家に戻った俺を待っていたのはメイフィだった。
『マスター、スライムさんが倒されてしまった、です』
「え!?」
慌てて確認してみると、庭の隅にスライムはいる。家に配置したNPCのリストにもスライムの表記は残っていた。
「え、ちゃんといるけど……?」
『お隣のスライムさん、です』
セイラにあげた分か。庭に出て確認してみると、モフモフと法師丸はいるが、スライムの姿はなかった。
『敵が強くなってて、対処が間に合わなかったです』
ハウスのグレードは、ギリギリ1の範囲に留まっているが、セイラの方が越えてしまったのか?
庭の畑では、様々な果物がその実を付け始め、色鮮やかになっている。
畑の作物の価値で家のグレードも上がるのだろうか。セイラに確認してもらうしかないか。
メッセージを送ろうとして固まる。
まずは戦力の増強を図ろう。
マーカスからもらったマネキンの残り2体も『動く人形』にする。
カメリアとアゼリアと名づけて、カメリアにはスライムの代わりになるよう盾役の装備を着せる。アゼリアには槍を持たせて近接の攻撃要員に。
「ヒーラーも増やした方がいいか」
『動く人形』は魔力が無いため、回復魔法を使えない。

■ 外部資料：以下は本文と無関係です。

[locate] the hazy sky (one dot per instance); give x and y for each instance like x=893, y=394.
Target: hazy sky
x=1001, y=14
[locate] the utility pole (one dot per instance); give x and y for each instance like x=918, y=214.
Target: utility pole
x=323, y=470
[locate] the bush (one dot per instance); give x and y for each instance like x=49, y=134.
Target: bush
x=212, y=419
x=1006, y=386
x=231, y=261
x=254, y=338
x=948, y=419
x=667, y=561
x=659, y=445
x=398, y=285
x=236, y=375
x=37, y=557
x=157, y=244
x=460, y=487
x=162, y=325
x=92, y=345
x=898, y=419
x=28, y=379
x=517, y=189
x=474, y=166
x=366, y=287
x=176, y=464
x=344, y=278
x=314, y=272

人型ホムンクルスはまだ作れるかわからないので、法師丸と同じように『癒やしの石』を使った幼獣を作る事にした。
鳥系の素材を使用して合成を行うと、ハトのようなホムンクルスになった。
これでスライムの穴を埋めれるとは思うが、このまま配置するとウチのグレードも上がってしまうので、家具の幾つかを撤去。

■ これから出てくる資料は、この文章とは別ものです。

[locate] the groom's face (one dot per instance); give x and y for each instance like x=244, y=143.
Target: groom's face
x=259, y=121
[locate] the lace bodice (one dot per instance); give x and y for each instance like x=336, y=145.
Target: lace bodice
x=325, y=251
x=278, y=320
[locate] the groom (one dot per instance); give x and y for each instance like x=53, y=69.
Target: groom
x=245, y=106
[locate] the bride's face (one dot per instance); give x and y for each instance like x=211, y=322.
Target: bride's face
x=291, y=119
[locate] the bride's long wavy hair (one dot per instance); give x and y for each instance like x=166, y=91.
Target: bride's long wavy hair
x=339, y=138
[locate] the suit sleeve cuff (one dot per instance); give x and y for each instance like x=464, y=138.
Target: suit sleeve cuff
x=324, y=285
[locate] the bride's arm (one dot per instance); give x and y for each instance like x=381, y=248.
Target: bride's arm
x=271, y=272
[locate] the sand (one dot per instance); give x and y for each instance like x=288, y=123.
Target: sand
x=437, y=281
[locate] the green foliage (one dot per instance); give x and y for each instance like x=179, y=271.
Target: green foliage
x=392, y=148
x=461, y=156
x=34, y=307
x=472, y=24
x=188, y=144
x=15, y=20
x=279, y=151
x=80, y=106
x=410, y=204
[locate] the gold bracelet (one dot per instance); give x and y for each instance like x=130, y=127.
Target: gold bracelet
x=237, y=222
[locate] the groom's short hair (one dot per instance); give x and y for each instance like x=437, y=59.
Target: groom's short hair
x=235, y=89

グレードを1に保ったままで、防衛用のNPCを配置した。『動く人形』はレベルが上がらないみたいだが、その分最初からある程度戦えるはず。ハトのヒーラーがレベル上がれば、グレードも上げれるようになるだろう。
「よし、こんなものだな」
満足した俺は今日の活動を終える。セイラの家を守るために頑張った。それを免罪符に自分を納得させているだけだということに、この日は気づいていなかった。